L’incontro ha preso avvio da una domanda decisiva: la crisi ecologica è soltanto una questione tecnica oppure rivela una crisi più profonda che riguarda l’uomo stesso? La risposta proposta nel volume e ripresa nel dialogo con i presenti si colloca nel solco del pensiero di Ratzinger, secondo il quale il degrado ambientale è inseparabile da una crisi antropologica e spirituale. «Quando l’uomo si pone al posto di Dio – ha ricordato l’autore richiamando il pensiero del Papa emerito – la natura perde il suo significato di dono e diventa semplicemente materiale da utilizzare».
Ampio spazio è stato dedicato all’evoluzione del Magistero della Chiesa sulla questione ecologica. Da san Giovanni XXIII fino a papa Francesco, passando per il contributo decisivo di Benedetto XVI, è maturata una consapevolezza sempre più chiara della necessità di custodire il creato come espressione della responsabilità affidata all’uomo. In particolare, Benedetto XVI ha elaborato il concetto di «ecologia umana», mostrando come la salvaguardia dell’ambiente non possa prescindere dalla tutela della dignità della persona e dall’educazione a un corretto uso della libertà.
La riflessione si è poi soffermata sul racconto biblico della creazione, presentata come armonia originaria voluta da Dio. L’uomo è posto nel giardino non come padrone assoluto, ma come custode chiamato a coltivare e proteggere quanto ha ricevuto. Il peccato rompe questa armonia e trasforma il dominio in sfruttamento, ma la misericordia divina apre sempre una possibilità di conversione. In Cristo, è stato sottolineato, la redenzione coinvolge non soltanto l’uomo, ma l’intero cosmo, orientando la storia verso una riconciliazione universale.
Tra i temi affrontati anche il legame tra custodia del creato e costruzione della pace. Le guerre per le risorse, le migrazioni ambientali, la fame e le disuguaglianze testimoniano come l’ingiustizia ecologica produca nuove forme di conflitto.
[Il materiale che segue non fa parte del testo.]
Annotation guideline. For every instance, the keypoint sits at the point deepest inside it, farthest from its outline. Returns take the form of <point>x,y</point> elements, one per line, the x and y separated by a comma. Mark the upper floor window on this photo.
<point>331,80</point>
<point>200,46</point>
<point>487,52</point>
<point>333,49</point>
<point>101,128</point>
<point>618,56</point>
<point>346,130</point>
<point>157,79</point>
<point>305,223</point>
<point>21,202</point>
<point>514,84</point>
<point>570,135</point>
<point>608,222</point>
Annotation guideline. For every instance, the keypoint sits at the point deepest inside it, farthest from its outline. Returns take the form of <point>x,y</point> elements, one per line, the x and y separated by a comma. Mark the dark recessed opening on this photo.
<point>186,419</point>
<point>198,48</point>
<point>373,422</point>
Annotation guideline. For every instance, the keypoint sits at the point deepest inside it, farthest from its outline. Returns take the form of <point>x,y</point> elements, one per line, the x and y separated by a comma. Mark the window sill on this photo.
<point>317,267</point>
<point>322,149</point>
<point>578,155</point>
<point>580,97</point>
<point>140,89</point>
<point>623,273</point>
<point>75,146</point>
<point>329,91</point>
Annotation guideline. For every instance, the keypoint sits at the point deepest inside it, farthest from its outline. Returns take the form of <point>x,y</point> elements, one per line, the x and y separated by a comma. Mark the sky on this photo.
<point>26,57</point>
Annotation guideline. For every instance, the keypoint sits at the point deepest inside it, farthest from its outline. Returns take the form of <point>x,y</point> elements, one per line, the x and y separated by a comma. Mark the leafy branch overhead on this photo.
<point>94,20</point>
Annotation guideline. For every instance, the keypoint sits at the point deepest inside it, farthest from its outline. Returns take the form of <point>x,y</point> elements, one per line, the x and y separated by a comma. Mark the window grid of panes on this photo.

È stato così richiamato il messaggio per la Giornata Mondiale della Pace del 2010 di Benedetto XVI, significativamente intitolato: «Se vuoi coltivare la pace, custodisci il creato».
Secondo la prospettiva ratzingeriana, tuttavia, non bastano soluzioni tecnologiche o provvedimenti normativi. Occorrono virtù capaci di orientare l’agire umano: la carità, perché il creato è un dono da condividere; la giustizia, che richiama la responsabilità verso le generazioni future; il dialogo tra fede, scienza e politica; ma anche la sobrietà, la gratitudine e il senso del limite, spesso smarrito nella cultura contemporanea.
Particolare attenzione è stata riservata alla dimensione educativa del volume. Nato dall’esperienza dell’autore come docente e studioso della teologia di Joseph Ratzinger, il testo intende tradurre il patrimonio biblico e magisteriale in percorsi didattici concreti, proponendo attività laboratoriali, esperienze di servizio, momenti di contemplazione della natura e pratiche di responsabilità condivisa. L’educazione ecologica, è stato ricordato, è anzitutto educazione del cuore.
La serata ha restituito ai presenti un’immagine dell’ecologia lontana da approcci ideologici o riduttivi, riscoprendola come questione profondamente umana e spirituale. Un invito, in definitiva, a riscoprire la propria vocazione di custodi, nella consapevolezza che, come insegna Benedetto XVI, non siamo proprietari del creato ma amministratori di un dono affidato alla nostra responsabilità. E che la prima terra da coltivare e riconciliare resta sempre il cuore dell’uomo.